Geneva peace talks: Syrian government and opposition trade bitter accusations
Syrian government and opposition have traded bitter accusations on the first day of a major peace conference in Geneva, Switzerland.
The opposition and US said President Bashar al-Assad had no legitimacy and must step down from power.
Syria’s foreign minister had a terse exchange with the UN’s Ban Ki-moon over the length of his speech and said only Syrians could decide Bashar al-Assad’s fate.
The conflict has left more than 100,000 dead and millions displaced.
The summit is discussing the Geneva communiqué which lays out a political transition plan for Syria.
Wednesday’s initial meeting, involving speeches from 40 or so foreign ministers – has now ended. The direct talks are scheduled to begin in Geneva on Friday.
At a fractious evening news conference, during which there were repeated calls for calm, Ban Ki-moon spoke of the suffering in Syria, saying: “Enough is enough. The time has come to negotiate.”
He said that “the really hard work begins on Friday”, adding: “We have a difficult road ahead, but it can be done and it must be done.”
Ban Ki-moon dwelt on the Geneva communiqué, which calls for a transitional government in Syria, saying he was disappointed with the attitudes of both the Syrian government and its ally, Iran.
UN mediator Lakhdar Brahimi said he would speak to the Syrian government and opposition delegations separately on Thursday and that he hoped both teams would meet in the same room on Friday.
This would be the first face-to-face meeting between the Syrian government and the main opposition – the National Coalition – since the conflict began in 2011.
At his press conference, Secretary of State John Kerry stressed that the Geneva communiqué and its call for political transition was the paramount focus of the summit.
“Every delegation, with one exception, embraced the Geneva communiqué,” John Kerry said, referring to the Syrian government.
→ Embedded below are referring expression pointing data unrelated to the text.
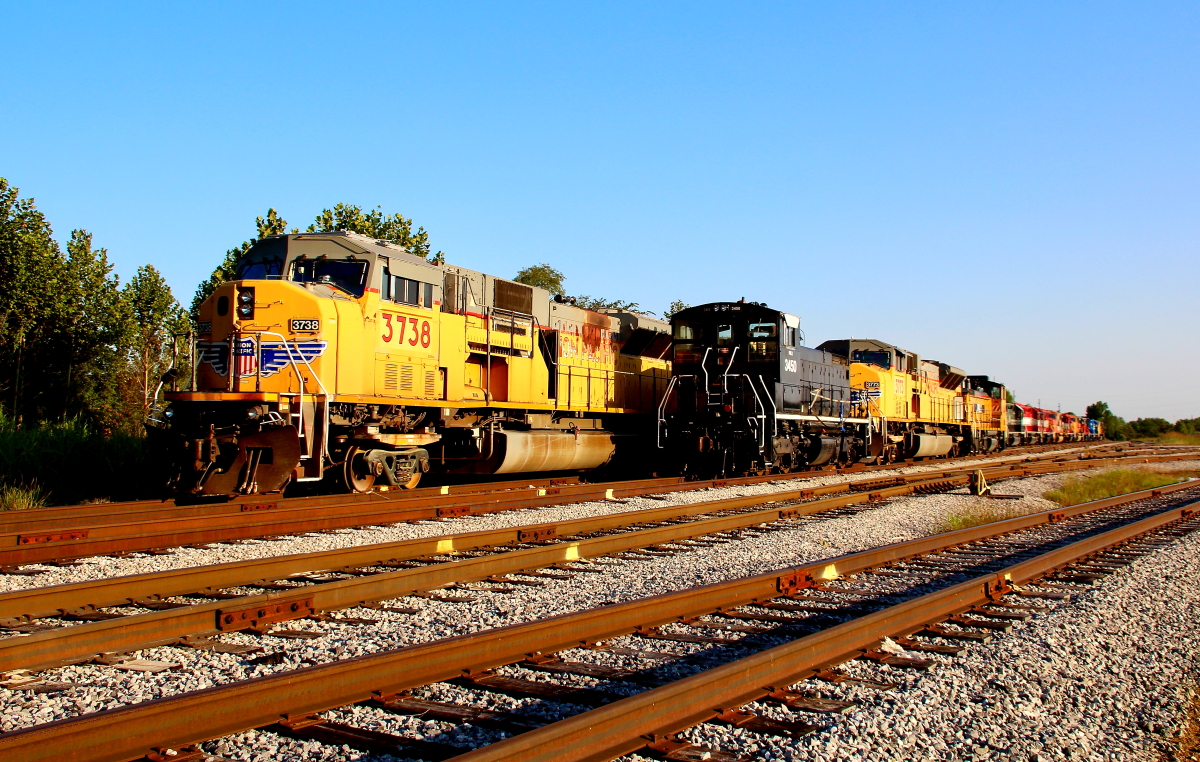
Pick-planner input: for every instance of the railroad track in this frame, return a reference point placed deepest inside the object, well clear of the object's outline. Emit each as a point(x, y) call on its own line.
point(820, 615)
point(57, 535)
point(119, 615)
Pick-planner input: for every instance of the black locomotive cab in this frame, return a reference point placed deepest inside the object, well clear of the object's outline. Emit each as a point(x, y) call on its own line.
point(749, 399)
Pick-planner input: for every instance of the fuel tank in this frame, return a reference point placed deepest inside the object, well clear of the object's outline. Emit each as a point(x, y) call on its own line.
point(553, 450)
point(931, 445)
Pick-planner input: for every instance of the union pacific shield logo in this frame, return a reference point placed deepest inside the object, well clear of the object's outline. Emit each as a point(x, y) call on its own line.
point(245, 353)
point(276, 355)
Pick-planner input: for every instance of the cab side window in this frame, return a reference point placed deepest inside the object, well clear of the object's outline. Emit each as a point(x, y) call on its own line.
point(406, 291)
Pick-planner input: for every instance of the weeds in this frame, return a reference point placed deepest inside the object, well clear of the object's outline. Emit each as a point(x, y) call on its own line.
point(19, 498)
point(70, 462)
point(1110, 484)
point(1174, 437)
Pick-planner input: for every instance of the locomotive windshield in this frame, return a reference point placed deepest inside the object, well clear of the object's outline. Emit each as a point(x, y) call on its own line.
point(349, 275)
point(689, 343)
point(763, 346)
point(882, 359)
point(263, 261)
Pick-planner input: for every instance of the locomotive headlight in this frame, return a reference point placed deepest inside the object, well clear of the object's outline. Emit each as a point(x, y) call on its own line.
point(245, 303)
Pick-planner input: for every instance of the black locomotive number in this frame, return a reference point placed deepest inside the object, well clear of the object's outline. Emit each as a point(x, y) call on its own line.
point(305, 325)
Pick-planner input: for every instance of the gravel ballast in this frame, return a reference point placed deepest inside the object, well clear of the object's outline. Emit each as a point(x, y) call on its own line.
point(856, 736)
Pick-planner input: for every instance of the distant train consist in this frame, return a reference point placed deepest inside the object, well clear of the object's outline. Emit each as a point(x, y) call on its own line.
point(337, 358)
point(747, 397)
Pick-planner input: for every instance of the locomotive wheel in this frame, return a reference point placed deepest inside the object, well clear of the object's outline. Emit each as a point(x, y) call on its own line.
point(412, 483)
point(357, 473)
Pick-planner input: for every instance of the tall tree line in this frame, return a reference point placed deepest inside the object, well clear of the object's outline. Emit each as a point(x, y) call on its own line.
point(76, 343)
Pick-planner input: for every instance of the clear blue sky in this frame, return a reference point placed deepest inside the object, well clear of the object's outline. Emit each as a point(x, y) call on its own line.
point(1008, 187)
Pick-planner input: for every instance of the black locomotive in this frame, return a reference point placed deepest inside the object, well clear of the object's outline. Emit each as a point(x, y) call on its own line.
point(747, 397)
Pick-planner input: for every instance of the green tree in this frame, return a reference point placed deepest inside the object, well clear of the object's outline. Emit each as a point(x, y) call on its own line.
point(271, 225)
point(154, 319)
point(61, 322)
point(541, 276)
point(1188, 426)
point(675, 306)
point(1115, 426)
point(595, 303)
point(394, 228)
point(91, 324)
point(1149, 427)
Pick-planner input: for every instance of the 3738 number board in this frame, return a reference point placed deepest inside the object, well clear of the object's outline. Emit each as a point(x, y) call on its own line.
point(403, 330)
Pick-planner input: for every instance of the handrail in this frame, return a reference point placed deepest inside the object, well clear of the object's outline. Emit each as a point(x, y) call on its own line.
point(663, 406)
point(295, 367)
point(725, 387)
point(774, 411)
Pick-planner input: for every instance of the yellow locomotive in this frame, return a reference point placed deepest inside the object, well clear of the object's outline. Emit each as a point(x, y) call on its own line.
point(923, 408)
point(335, 354)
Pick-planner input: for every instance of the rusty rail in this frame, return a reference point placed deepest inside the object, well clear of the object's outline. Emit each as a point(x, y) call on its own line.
point(90, 640)
point(136, 731)
point(33, 603)
point(625, 726)
point(47, 541)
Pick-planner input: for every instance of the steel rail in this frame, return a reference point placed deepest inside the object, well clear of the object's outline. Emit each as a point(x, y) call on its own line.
point(166, 508)
point(46, 601)
point(138, 730)
point(52, 519)
point(63, 543)
point(625, 726)
point(136, 631)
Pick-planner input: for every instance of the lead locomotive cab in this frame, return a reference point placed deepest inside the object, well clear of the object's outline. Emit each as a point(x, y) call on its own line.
point(749, 399)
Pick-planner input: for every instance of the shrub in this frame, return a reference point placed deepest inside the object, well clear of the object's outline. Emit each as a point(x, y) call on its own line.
point(67, 463)
point(18, 498)
point(1110, 484)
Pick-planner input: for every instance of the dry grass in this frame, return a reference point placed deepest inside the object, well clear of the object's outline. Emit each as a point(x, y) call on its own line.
point(1174, 437)
point(1183, 745)
point(18, 498)
point(1110, 484)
“No-one has done more to make Syria a magnet for terrorists than Bashar al-Assad,” he said.
“You cannot save Syria with Bashar al-Assad in power.”
A member of the Syrian team, UN ambassador Bashar Jaafari, criticized the exclusion of Iran from the meeting, and condemned many of Wednesday’s speeches as “provocative and repetitive statements based on hatred towards the Syrian government”.
He also accused Gulf states of “inciting terrorism” in Syria.
Syria’s Foreign Minister Walid Muallem said some states attending the talks had “Syrian blood on their hands” and called the opposition “traitors”.